River (7 BB’s):  2h.  Voila!  I make a set, but the 3rd heart also comes.  Now the small blind thinks a few seconds and bets 4 BB’s.  I don’t recall ever playing with this guy before and he hasn’t done anything unusual.

Let’s review:

  • Pre-flop:  he limps
  • Flop:  he checks, then calls
  • Turn:  he checks, I check
  • River:  he leads out for just over half the pot

Looks like a flush.  I know I’m beat.  But then again… I’m a poker player.  If I fold, I may never know for sure.  This fact haunts me over and over.  I examine my stack.  If I call and lose, I still have enough chips to be able to throw some weight around, but can’t really afford another passive, spewy hand like this one.  If I fold, I feel much more confident about the fold equity.

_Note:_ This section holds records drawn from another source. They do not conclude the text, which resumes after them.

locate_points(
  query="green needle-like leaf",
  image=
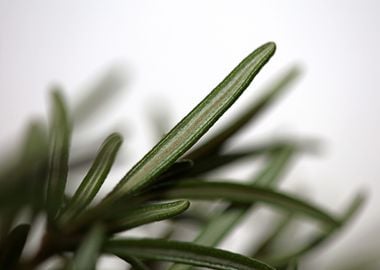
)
(182, 252)
(191, 128)
(13, 246)
(59, 155)
(94, 178)
(239, 193)
(213, 144)
(148, 214)
(318, 239)
(222, 224)
(267, 243)
(87, 254)
(135, 263)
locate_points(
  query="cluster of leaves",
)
(159, 187)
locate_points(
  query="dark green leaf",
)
(59, 155)
(321, 238)
(239, 193)
(88, 252)
(147, 214)
(135, 263)
(94, 178)
(222, 224)
(213, 144)
(182, 252)
(267, 243)
(13, 246)
(195, 124)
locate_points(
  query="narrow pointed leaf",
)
(191, 128)
(88, 252)
(239, 193)
(94, 178)
(293, 265)
(215, 161)
(182, 252)
(267, 243)
(178, 168)
(13, 246)
(213, 144)
(222, 224)
(148, 214)
(135, 263)
(321, 238)
(59, 155)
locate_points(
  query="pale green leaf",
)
(88, 252)
(147, 214)
(59, 155)
(214, 143)
(182, 252)
(94, 178)
(191, 128)
(240, 193)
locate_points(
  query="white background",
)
(175, 52)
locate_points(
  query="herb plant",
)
(161, 186)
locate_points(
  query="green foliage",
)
(164, 185)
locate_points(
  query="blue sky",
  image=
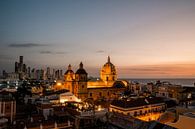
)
(155, 35)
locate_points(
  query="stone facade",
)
(107, 87)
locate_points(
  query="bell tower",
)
(80, 89)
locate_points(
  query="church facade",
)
(107, 87)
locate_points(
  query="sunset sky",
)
(145, 38)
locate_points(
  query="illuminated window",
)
(100, 94)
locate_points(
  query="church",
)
(107, 87)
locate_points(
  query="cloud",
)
(46, 52)
(100, 51)
(5, 57)
(54, 53)
(29, 45)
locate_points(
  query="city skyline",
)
(144, 39)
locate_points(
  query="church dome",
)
(108, 71)
(81, 70)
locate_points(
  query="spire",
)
(81, 65)
(69, 67)
(108, 59)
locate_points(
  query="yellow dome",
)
(108, 72)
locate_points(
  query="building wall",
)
(146, 113)
(8, 108)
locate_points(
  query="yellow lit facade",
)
(147, 112)
(107, 87)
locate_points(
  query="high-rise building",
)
(20, 68)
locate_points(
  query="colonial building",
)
(107, 87)
(147, 109)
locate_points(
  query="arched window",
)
(100, 94)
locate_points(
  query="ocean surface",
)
(177, 81)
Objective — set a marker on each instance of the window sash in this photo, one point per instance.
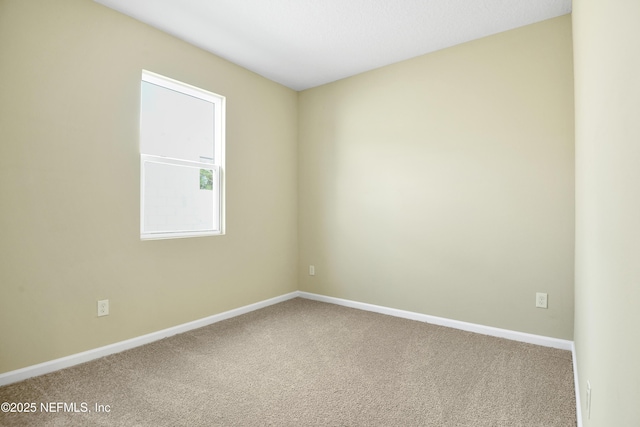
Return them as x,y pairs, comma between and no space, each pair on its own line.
203,200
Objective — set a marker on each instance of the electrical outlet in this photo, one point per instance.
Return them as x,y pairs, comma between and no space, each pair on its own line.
103,307
541,300
588,400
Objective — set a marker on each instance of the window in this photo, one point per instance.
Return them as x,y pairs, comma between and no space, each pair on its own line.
181,159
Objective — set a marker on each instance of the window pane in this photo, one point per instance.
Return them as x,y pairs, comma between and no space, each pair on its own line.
175,125
179,198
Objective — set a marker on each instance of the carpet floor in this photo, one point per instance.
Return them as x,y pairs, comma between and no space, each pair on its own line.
307,363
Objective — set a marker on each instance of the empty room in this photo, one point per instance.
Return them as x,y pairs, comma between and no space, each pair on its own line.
389,213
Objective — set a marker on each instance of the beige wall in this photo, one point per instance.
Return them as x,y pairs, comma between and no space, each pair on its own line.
606,37
444,184
69,185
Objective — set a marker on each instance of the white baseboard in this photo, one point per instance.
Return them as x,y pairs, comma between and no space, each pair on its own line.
470,327
76,359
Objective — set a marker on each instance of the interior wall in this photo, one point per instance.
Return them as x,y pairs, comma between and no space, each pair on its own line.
607,102
69,185
445,184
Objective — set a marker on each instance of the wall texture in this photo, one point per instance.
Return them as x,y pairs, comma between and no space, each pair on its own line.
445,184
607,101
69,185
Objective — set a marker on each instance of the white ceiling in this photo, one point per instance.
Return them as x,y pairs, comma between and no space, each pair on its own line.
306,43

As they say, the chips you lose in a tournament have more value than the chips you win.

But I really wanna, wanna, wanna call.  The whole point of getting into this hand in the first place was hoping for a set.  I got it.  How’m I going to fold?

I stare at him hoping for a tell, a glimmer of inspiration as to what to do.  Ultimately I decide that if I’m wrong, I’d rather be wrong folding than be wrong calling.  I announce that this is a really big laydown, and fold my set of deuces face up.

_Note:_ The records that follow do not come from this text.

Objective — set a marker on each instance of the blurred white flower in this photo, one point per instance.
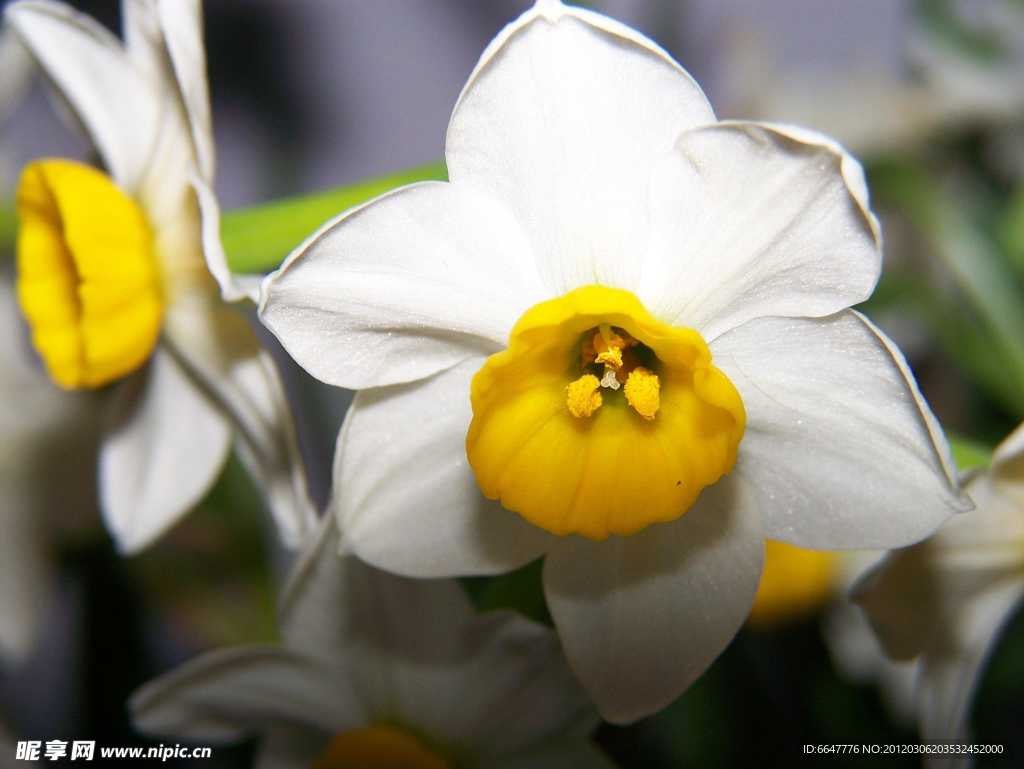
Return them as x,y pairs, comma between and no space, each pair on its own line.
47,461
945,600
601,239
112,273
382,671
875,110
798,583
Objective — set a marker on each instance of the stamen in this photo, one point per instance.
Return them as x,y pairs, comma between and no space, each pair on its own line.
583,397
608,346
643,392
610,379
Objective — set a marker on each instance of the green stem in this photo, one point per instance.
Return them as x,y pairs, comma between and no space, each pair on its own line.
258,239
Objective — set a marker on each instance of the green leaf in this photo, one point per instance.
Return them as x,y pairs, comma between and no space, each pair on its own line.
8,227
520,591
258,239
1011,229
983,275
969,453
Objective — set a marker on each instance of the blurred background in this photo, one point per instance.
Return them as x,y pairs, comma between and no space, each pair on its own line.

Before merging the pot with his stack, he shows AJ off-suit, smiles and says he thought I might have 2 pair and he hoped the 3rd heart would be scary enough that I’d let it go.

I lost 3 BB’s in this hand.  With a call, I could have gained 8 BB’s, a huge swing late in this tournament.

And that’s how poker goes.  When I thought I was ahead, I was actually behind.  Then the river card came which helped me but helped the hand I imagined the villain to have even more.  Now I thought I was behind, but I was actually ahead.